The family of
death-associated protein kinases (DAPKs) and DAPK-related
apoptosis-inducing protein kinases (DRAKs) act as molecular switches for a multitude of cellular processes, including apoptotic and autophagic cell death events. This review summarizes the mechanisms for
kinase activity regulation and discusses recent molecular investigations of DAPK and DRAK family members in the intestinal epithelium. In general, recent literature convincingly supports the importance of this family of
protein kinases in the homeostatic processes that govern the proper function of the intestinal epithelium.
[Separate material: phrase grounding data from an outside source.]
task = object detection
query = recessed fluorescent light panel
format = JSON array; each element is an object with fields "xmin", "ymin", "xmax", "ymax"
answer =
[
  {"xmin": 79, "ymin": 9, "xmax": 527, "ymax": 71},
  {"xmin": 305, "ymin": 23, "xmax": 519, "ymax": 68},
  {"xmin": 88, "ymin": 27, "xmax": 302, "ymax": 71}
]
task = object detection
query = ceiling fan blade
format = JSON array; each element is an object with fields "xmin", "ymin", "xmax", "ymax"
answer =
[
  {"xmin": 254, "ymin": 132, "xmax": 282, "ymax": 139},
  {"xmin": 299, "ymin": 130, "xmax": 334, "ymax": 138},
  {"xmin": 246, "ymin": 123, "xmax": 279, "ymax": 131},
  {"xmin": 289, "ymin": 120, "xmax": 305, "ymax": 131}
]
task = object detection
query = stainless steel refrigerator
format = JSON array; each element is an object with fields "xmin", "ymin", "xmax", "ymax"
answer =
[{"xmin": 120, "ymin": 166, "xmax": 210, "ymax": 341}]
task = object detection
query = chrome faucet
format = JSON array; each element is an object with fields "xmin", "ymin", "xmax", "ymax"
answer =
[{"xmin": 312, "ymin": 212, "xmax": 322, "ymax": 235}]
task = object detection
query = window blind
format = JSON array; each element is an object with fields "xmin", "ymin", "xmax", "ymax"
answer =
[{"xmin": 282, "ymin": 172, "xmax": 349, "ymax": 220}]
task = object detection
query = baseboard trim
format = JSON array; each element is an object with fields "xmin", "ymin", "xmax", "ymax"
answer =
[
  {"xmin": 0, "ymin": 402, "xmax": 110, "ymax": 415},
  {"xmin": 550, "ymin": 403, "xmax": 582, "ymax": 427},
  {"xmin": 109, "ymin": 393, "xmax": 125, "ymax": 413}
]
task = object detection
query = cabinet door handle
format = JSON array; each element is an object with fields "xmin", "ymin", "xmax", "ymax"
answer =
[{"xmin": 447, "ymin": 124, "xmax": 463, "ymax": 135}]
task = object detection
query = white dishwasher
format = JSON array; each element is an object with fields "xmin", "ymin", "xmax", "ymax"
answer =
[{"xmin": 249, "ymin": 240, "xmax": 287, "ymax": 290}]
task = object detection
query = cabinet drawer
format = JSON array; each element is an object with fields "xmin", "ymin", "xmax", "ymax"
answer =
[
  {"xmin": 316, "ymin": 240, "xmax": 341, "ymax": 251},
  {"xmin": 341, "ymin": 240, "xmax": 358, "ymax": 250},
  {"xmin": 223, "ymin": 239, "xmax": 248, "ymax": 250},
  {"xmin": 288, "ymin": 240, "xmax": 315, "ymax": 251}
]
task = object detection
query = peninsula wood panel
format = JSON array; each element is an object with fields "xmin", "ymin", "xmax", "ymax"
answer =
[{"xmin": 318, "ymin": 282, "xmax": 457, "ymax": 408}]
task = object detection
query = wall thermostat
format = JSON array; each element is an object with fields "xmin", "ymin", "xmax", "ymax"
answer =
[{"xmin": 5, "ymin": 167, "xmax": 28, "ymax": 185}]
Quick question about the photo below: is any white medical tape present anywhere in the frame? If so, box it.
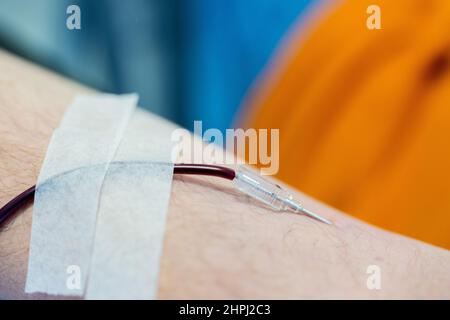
[25,94,137,296]
[85,109,176,299]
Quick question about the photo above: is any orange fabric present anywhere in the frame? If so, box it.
[243,0,450,249]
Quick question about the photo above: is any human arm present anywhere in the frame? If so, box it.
[0,50,449,299]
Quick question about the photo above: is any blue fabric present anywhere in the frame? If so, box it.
[181,0,314,132]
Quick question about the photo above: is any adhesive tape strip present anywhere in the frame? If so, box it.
[25,94,137,296]
[85,109,177,299]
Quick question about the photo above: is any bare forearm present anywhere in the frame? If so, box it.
[1,50,449,299]
[2,175,450,299]
[159,175,450,299]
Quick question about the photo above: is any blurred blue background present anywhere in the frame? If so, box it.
[0,0,315,132]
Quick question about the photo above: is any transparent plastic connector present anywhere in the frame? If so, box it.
[232,166,332,225]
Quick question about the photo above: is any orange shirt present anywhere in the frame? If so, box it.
[243,0,450,249]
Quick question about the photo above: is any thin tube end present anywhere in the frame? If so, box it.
[283,197,333,225]
[299,207,333,225]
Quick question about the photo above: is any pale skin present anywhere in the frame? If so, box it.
[0,50,449,299]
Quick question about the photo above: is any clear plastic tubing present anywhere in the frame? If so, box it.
[232,166,332,225]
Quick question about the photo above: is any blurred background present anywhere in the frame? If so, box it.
[0,0,315,132]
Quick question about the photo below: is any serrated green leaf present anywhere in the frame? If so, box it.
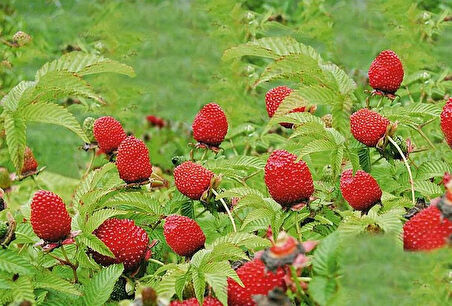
[83,209,127,233]
[3,111,26,172]
[82,264,123,306]
[21,102,89,142]
[0,249,35,275]
[77,233,115,258]
[36,52,135,80]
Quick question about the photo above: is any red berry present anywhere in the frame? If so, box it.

Each of the DAPK family of
proteins possesses distinct biochemical properties, and we compare similarities in the information available as well as those cases where functional distinctions are apparent. As the prototypical member of the family, DAPK1 is noteworthy for its
tumor suppressor function and association with
colorectal cancer. In the intestinal epithelium,
DAPK2 is associated with programmed cell death, potential
tumor-suppressive functions, and a unique influence on granulocyte biology. The impact of the DRAKs in the epithelium is understudied, but recent studies support a role for DRAK1 in
inflammation-mediated
tumor growth and
metastasis. A commentary is provided on the potential importance of DAPK3 in facilitating epithelial restitution and wound healing during the resolution of
colitis. An update on efforts to develop selective pharmacologic effectors of individual DAPK members is also supplied.